Jahrzehntelang habe er Gäste bei Kutschfahrten auf den Quellstein gesetzt: Dort bekamen sie einen Schluck Diemelwasser auf den Kopf und nicht immer ernst gemeinte Segenswünsche mit auf den Weg. Gut 100 Besucher im Jahr hätten mitgemacht, prominentester Täufling sei Willy Brandt gewesen. Das stehende Wasser in der neuen Quelle sei für Taufen nicht sauber genug, findet Eierding.

Auch sonst ist er mit der Umgestaltung unglücklich: Der Weg zur Quelle sei für ältere Gäste zu steil, das Tretbecken bekomme zu wenig Wasser und habe schon trocken gelegen, der viele Kies erinnere ihn an eine „Mondlandschaft“.

„Die Taufen haben wir ehrlich gesagt nicht bedacht“, erklärt Bürgermeister Thomas Trachte – es habe aber auch niemand auf sie aufmerksam gemacht. „Unser Ziel war es, mit wenig Mitteln eine schöne Kuranlage zu gestalten“, sagt er.

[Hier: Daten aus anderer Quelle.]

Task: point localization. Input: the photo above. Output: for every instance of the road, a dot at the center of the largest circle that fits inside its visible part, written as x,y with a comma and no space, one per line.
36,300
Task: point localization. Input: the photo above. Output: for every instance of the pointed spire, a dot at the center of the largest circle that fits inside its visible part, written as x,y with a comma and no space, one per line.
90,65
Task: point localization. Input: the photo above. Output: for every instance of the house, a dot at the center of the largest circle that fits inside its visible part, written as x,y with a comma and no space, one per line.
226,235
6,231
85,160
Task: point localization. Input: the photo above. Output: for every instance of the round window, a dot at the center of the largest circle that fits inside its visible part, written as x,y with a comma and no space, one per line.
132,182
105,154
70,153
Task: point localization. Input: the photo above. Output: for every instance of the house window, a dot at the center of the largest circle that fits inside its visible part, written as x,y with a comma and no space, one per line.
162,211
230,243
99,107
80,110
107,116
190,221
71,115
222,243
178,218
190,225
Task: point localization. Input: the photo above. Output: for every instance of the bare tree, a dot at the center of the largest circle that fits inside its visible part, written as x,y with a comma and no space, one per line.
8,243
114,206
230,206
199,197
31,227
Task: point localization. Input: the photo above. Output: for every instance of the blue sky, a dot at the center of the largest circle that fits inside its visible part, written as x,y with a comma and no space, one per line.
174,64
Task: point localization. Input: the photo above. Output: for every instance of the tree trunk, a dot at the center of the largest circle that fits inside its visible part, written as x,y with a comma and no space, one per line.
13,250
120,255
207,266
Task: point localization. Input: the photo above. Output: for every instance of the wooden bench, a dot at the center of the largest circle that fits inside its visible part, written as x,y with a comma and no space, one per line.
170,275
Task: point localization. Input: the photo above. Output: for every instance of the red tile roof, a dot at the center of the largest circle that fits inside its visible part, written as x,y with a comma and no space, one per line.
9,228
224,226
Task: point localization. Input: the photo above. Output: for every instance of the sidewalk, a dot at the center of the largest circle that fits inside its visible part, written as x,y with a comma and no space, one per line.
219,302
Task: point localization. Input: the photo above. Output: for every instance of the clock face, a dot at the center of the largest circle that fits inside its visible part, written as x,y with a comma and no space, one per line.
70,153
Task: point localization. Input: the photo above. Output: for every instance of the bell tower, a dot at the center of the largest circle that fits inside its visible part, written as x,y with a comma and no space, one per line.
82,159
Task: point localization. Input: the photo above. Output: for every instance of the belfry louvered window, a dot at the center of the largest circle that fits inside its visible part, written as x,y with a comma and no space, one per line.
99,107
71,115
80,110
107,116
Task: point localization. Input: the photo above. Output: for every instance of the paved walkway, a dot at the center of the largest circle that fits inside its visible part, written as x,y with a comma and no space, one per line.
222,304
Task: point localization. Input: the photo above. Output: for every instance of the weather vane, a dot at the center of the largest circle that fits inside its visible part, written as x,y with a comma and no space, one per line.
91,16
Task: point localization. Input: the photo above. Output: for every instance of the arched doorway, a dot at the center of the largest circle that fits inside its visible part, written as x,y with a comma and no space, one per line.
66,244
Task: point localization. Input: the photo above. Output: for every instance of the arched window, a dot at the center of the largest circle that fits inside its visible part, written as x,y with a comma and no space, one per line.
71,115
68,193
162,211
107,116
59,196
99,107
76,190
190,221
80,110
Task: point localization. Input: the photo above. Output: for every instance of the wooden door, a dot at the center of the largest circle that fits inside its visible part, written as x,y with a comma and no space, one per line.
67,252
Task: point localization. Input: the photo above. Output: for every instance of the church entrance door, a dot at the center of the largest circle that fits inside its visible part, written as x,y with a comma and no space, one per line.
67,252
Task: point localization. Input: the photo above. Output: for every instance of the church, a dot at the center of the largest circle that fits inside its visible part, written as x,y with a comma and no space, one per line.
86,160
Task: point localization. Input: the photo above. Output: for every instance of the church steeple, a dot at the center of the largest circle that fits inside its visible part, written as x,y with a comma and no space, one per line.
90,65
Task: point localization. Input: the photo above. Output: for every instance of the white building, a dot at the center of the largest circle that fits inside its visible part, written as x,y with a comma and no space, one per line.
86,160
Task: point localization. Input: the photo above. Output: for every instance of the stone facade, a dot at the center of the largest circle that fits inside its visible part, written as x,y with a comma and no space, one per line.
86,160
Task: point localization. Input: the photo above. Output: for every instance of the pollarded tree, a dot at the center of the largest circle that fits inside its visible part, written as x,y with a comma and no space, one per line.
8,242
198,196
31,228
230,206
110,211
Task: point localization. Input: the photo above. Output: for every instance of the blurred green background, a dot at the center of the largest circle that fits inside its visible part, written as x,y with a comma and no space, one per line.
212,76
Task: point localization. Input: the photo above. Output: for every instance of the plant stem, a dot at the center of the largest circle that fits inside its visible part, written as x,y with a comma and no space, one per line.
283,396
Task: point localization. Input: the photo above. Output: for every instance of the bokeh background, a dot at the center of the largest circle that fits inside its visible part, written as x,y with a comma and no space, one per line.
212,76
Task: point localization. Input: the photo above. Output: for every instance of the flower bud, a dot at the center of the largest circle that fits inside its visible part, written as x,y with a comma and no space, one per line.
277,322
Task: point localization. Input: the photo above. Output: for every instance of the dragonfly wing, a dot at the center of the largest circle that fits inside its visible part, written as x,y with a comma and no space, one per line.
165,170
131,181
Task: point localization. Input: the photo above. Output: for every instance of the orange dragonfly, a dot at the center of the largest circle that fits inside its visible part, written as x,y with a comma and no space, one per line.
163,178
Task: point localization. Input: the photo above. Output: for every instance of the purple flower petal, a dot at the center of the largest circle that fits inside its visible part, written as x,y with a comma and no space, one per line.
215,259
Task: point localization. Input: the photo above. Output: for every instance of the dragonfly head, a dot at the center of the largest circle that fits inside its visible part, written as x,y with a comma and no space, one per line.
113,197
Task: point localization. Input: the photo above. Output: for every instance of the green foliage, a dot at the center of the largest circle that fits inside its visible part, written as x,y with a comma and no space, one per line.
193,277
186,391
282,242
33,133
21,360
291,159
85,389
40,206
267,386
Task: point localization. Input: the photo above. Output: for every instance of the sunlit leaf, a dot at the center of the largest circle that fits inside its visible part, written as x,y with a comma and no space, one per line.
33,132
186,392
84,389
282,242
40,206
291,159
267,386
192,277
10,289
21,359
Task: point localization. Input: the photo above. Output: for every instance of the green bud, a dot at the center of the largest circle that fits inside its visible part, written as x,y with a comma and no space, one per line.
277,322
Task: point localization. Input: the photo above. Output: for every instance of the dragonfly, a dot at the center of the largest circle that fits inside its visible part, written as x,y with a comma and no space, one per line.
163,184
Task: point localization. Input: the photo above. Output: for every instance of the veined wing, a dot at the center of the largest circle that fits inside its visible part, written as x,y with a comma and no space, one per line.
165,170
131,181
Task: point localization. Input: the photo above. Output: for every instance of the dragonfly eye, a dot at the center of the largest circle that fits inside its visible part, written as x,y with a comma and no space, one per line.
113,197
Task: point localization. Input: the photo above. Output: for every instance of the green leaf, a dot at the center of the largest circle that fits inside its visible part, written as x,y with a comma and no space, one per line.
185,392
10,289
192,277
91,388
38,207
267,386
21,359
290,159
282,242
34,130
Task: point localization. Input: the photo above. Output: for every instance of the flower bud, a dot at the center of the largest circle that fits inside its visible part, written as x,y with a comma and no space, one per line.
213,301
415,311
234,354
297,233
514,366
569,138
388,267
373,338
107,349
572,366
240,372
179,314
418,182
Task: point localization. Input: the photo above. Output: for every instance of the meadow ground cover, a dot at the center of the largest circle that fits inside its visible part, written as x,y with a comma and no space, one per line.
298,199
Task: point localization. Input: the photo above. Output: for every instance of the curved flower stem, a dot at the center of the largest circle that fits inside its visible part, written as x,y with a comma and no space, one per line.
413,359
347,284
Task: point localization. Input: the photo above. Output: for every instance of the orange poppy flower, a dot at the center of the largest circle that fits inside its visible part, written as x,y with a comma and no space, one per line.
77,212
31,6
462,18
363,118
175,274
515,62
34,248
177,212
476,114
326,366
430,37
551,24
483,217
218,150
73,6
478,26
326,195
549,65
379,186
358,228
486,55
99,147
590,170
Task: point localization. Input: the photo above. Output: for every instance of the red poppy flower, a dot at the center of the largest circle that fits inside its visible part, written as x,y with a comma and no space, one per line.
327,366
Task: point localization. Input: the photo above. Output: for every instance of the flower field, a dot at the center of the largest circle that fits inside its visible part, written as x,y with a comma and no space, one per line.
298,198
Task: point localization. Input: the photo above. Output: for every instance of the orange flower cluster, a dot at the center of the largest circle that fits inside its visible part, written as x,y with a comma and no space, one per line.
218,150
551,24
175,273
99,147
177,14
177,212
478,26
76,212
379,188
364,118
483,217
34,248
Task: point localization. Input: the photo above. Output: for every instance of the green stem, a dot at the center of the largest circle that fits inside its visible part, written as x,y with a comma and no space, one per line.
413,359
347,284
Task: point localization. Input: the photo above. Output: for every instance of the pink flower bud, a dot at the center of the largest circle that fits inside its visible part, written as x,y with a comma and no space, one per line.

Probleme mit dem Zufluss im Tretbecken seien ihm nicht bekannt, erklärt Trachte – wenn sie auftreten, sei es am besten, die Gemeinde zu informieren. Andere Punkte Eierdings streitet er ab: Das Wasser im Becken sei klar; der Kies auf dem Pfad biete mehr Trittsicherheit als zuvor. Ein Handlauf sei aber noch denkbar. Für Änderungsvorschläge sei die Gemeinde offen.